Então, em outubro de 1932 Plínio fundou a Sociedade de Estudos Políticos, uma organização de caráter cívico cultural, de linha conservadora, que logo se converteu num movimento de âmbito político com a denominação de Ação Integralista Brasileira, da qual se fez líder e passou a reunir, a esse tempo, quando contava com não mais que quarenta membros. Ocorre, porém, que a entidade logo passou a incorporar outros grupos e membros de diversos movimentos, além de figuras expressivas da direita fascista e da igreja católica que rapidamente converteram o grupo inicial em milhares de seguidores.

No Paraná ela se reproduziu rapidamente de modo a tornar o Estado uma Província da Ação Integralista do Brasil (a 5.ª Província do Brasil), com sede inicial em Ponta Grossa, depois transferida para Curitiba, em mãos da liderança das figuras mais representativas do pensamento conservador do Estado, como Vieira de Alencar, Brasil Pinheiro Machado, João Alves da Rocha Loures Sobrinho e tantos mais.

Seus comícios reuniam 35 a 50 mil militantes, uniformizados, em formação paramilitar e prontos para o combate, mesmo de rua. A AIB contava também com um grande arcabouço de obras de doutrina, disseminadas por um conglomerado de jornais e periódicos, além de se servir de diversos elementos estéticos destinados a fortalecer a militância, como uniformes, estandartes, insígnias, bandeiras, peças gráficas e símbolos, além da promoção de rituais e festividades destinadas a favorecer essa integração.

Curitiba foi denominada de “Jardim Verde”. E se conta que cerca de 40 mil paranaenses usavam a camisa verde como “segunda pele”. Além disso, nas eleições municipais de 1935, Teixeira Soares elegeu o primeiro prefeito integralista do Brasil e Rebouças teve o segundo.

Plínio se manteve exilado em Portugal até 1945, quando voltou para o Brasil com a deposição de Vargas. Tentou refazer sua militância com a criação de um partido político, o PRP, Partido de Representação Popular (1945), que, no pós-guerra, já não podia reproduzir o mesmo programa de ação política, nos moldes integralistas, e continha, em geral, políticos de carreira ou simples remanescentes integralistas sem o mesmo espírito cívico partidário.

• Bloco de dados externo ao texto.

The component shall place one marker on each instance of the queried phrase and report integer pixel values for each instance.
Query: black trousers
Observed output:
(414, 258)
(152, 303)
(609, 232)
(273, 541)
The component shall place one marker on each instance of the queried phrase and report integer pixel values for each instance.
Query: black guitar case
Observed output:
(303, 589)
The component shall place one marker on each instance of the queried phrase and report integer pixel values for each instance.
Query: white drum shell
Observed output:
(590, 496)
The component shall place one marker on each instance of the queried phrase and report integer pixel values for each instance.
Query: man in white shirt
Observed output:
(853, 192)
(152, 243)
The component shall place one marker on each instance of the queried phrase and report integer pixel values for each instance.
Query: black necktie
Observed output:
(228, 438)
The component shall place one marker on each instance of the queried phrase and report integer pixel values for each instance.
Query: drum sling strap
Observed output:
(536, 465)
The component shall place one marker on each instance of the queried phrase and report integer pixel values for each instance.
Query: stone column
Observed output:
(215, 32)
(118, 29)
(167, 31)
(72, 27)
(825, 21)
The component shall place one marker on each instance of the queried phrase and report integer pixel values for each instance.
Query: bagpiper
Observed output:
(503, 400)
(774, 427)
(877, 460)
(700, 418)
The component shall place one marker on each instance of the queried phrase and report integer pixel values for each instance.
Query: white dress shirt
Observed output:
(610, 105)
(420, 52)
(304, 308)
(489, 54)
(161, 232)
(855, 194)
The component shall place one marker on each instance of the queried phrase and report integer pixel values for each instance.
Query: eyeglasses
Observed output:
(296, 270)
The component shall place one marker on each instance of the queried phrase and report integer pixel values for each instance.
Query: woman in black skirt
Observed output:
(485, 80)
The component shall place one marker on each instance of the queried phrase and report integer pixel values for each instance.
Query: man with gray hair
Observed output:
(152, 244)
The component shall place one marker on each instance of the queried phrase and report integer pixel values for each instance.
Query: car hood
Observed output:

Em 1955 Plínio concorreu à presidência da República, mas só obteve 8% de votos, apoiou Juscelino e foi nomeado diretor do Instituto Nacional de Imigração e Colonização.

Morreu em 1975 e hoje Rio Claro-SP tem o acervo de toda a herança integralista de Plínio Salgado, enquanto grupos neointegralistas ainda disputam a quem se atribui a condição de herdeiro de sua doutrina ou a quem cabe, realmente, a herança de sua memória e de sua militância.

Guardo, porém, com carinho a lembrança daquela distante e pequena homenagem no Bacacheri, ao menino integralista, que representei e que me vi   convertido no arauto de um novo tempo e de um país que o integralismo procurava sacralizar e converter num Grande Império Cristão, do qual, entretanto, só resta hoje uma breve memória histórica e de suas lideranças, que em parte ensaiamos resgatar.